Constantly synchronize changes

If you’re going to scan all of the time, you might as well copy files straight away rather than waiting until the user requests a sync. This will cut down the odds of a merge conflict somewhat, since the files are less likely to be modified simultaneously on both sides. This introduces the idea of a pair of machines being connected; while they are connected, their files are always synchronized. Since you’re probably modifying small amounts of data at a time, this will work reasonably well over a slow network connection.

Lock in-use files

Another way to prevent merge conflicts is to lock a file on machine A if it’s being written to on machine B. This prevents an application on machine A from modifying it at the same time.

Identify machines by a UUID rather than IP address

A common situation is to have a laptop and a desktop that you want synchronized together. You have the laptop at home and sync the files. You take the laptop to work, but because you’re on a different IP the sync program thinks it’s a different machine. If you give each machine a UUID or name, you can be (reasonably) sure of its identity and hence use the right indexes or file trees.
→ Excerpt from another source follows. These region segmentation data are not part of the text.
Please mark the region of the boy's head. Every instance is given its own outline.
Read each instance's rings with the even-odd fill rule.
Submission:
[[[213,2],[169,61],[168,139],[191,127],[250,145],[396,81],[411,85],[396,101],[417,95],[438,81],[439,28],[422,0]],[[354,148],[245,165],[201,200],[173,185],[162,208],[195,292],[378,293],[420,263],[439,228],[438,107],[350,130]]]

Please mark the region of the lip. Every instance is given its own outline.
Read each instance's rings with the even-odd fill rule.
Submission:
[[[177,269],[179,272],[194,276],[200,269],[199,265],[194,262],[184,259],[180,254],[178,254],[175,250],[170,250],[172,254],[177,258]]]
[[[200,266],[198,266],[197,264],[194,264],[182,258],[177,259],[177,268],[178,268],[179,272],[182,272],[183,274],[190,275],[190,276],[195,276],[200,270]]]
Checksum files or their metadata in order to detect renames

If you’ve got a checksum of each file (or just the modification time and size) and you detect a file deletion, you can look through any new files and see if they’re actually the same file. You can then infer that a file was moved or renamed rather than deleted and a new file created, saving time and bandwidth during the synchronization. It may be possible to optimize this further by looking at inode numbers or their equivalent on whatever filesystem is in use.

File synchronization algorithms, part 2 of elephant

November 21st, 2007

Don’t think about elephants.

The next refinement is to store history data when you look at the file trees. Every time you perform a synchronization you record some metadata for each file. You want to store the filename and the modification time. That way, when you do the next synchronization, you look at what changed between time X and time Y and apply those changes to the remote file tree, somewhat like generating a diff and then patching a tree. You do this twice - once for each direction (A to B and B to A). You can get conflicts, of course.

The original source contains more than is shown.